Selbst hohe Zölle werden Trumps Ziel, die Produktion in die USA zurückzuholen, wohl kaum erreichen. Amerikanischen Industrien fehlen oft die nötigen Größen- und Kostenvorteile, um die asiatische Produktion.

Laut Williams stünden US-Unternehmen und -Verbraucher vor einem Dilemma: Entweder sie trügen die höheren Kosten für Importwaren oder sie verzichteten darauf. Er merkte an, dass die heimische Produktion in vielen Sektoren selbst mit Zöllen nicht wettbewerbsfähig bleibe.

Dies erhöht das Inflationsrisiko für amerikanische Verbraucher. Da Zölle im Wesentlichen Steuern auf Importe darstellen, werden die Kosten in der Regel von den Verbrauchern getragen. Und weil globale Lieferketten eng miteinander verflochten sind, können selbst geringfügige politische Änderungen weitreichende ripple auslösen.

Gleichzeitig könnten strengere Regeln für Transitwaren – also Waren, die über Drittländer transportiert werden – zu rigoroseren Kontrollen führen, sobald die Produkte US-Häfen erreichen. Dies wiederum könnte den Weg für neue Branchen ebnen, die sich auf die Einhaltung von Vorschriften und die Warenverarbeitung spezialisieren.

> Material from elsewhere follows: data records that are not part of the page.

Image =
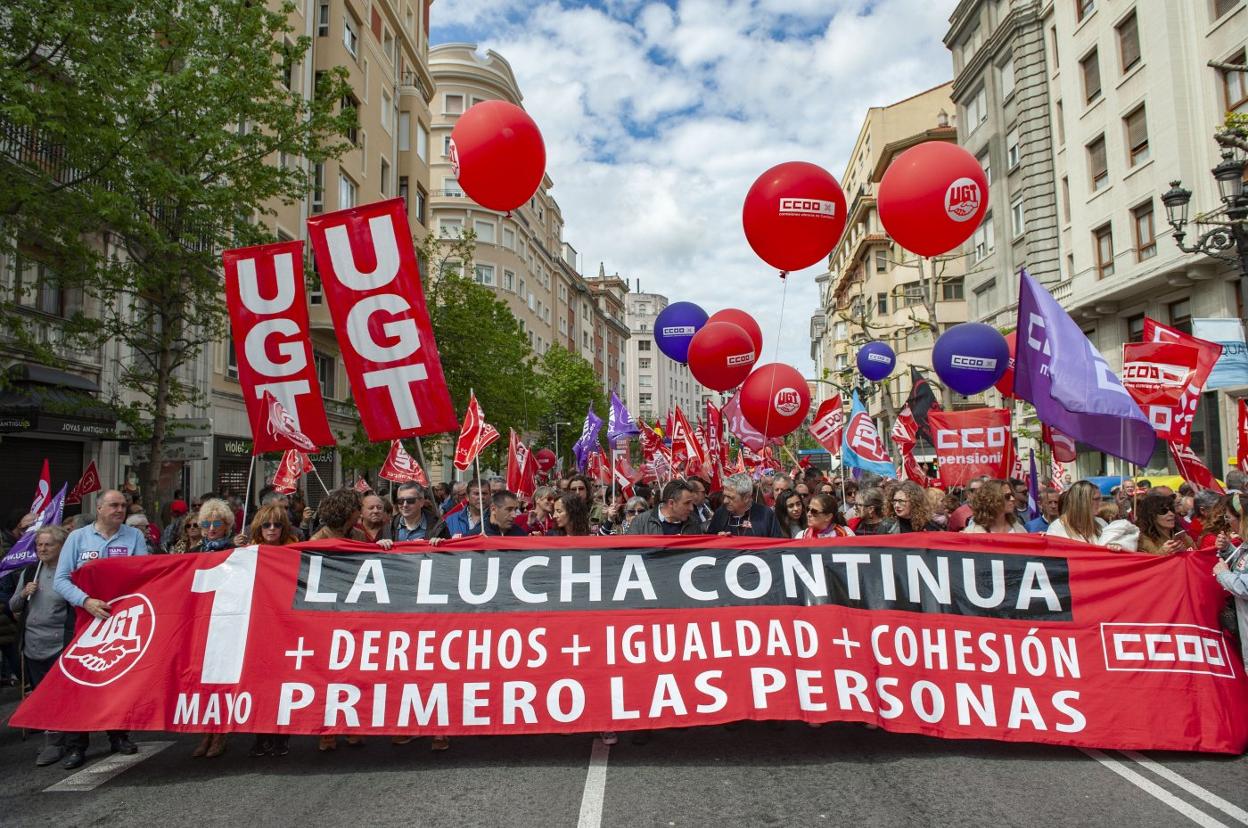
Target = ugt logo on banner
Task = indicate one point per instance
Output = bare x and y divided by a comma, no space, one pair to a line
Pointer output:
372,285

Die klügsten Köpfe der Krypto-Szene lesen bereits unseren Newsletter. Möchten Sie auch dabei sein? Dann schließen Sie sich ihnen an.

Diesen Artikel teilen

Haftungsausschluss. Die bereitgestellten Informationen stellen keine Anlageberatung dar. Cryptopolitan/ übernimmt keine Haftung für Investitionen, die auf Grundlage der Informationen auf dieser Seite getätigt werden. Wirtronempfehlen dringend, vor jeder Anlageentscheidung eigene Recherchen durchzuführendent oder einen qualifizierten Fachmann zu konsultieren

Nellius Irene

Nellius Irene

Nellius hat einen Abschluss in Betriebswirtschaft und IT und verfügt über fünf Jahre Erfahrung in der Kryptowährungsbranche. Sie ist außerdem Absolventin des Bitcoin Dada-Programms. Nellius hat für führende Medien wie BanklessTimes, Cryptobasic und Riseup Media geschrieben.